Re: [Sqlgrey-users] Suggestions for improvement

SourceForge Headquarters 1320 Columbia Street Suite 310 San Diego, CA 92101 +1 (858) 422-6466

Rene Joergensen wrote the following on 12/17/04 11:42 :

>[...]
>  
>
>>Currently I'm inclined to make the interval configurable in 1.4 with a 
>>more sensible default that "0" and store a last_cleanup timestamp in 
>>database in 1.6 to easily support multiple instances accessing the same 
>>database.
>>    
>>
>
>Why wait until 1.6? Currently you got the config-table which could be
>fine for storing a timestamp.
>  
>

Because 1.4 should be for bugfixes and really simple additions only.
For example maint_delay set to 0 is a bug, it will be fixed in 1.4.1. 
Allowing whitelists reload from a central server is not intrusive : it 
will be done in 1.4.x.

But for new functions that involve more than a few lines of code, I'll 
start the 1.5.x dev branch. People that don't want to test new code and 
want more reliable software will use 1.4.x updates, others will test the 
1.5.x releases until they stabilize and 1.6.0 comes out...

>  
>
>>Yep, the order of the checks is designed to minimize the number of 
>>queries done to the database.
>>    
>>
>
>A couple of comments:
>
>When checking domain_awl and from_awl, which both is cleaned reguarly,
>there is no need for "AND last_seen > now() - INTERVAL 60 DAY". It
>doesn't matter if it's 60 days + 30 minutes, and it'll make the query a
>little lighter.
>  
>

I have already considered dropping this part of the statement (with the 
same remarks in mind), but I didn't do it already for the following 
reasons :
- doing so will make the results depend on the cleanup which might very 
well become a separate process which might have to handle subtle 
problems when you have several SQLgrey instance accessing the same database,
- I'm not sur this will save much time, remember that SQL doesn't slow 
down much when performing computations, it gets slow when it involves 
reading a lot of rows, sorting results that don't fit in memory or 
perform some kinds of joins between tables.

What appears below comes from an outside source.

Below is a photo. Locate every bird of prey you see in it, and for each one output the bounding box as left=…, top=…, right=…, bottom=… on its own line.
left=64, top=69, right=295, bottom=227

I might drop this condition in the future given the following conditions :
- tests show there is a gain in performance,
- I've clear ideas on how the cleanup process will shape up.

>First time a triplet is seen a delete is still performed on the
>connect-table to erase an entry that doesn't exist,
>

In fact it could exist, but the way SQLgrey handle this is not clean (I 
couldn't find any way to make it so). Let me explain.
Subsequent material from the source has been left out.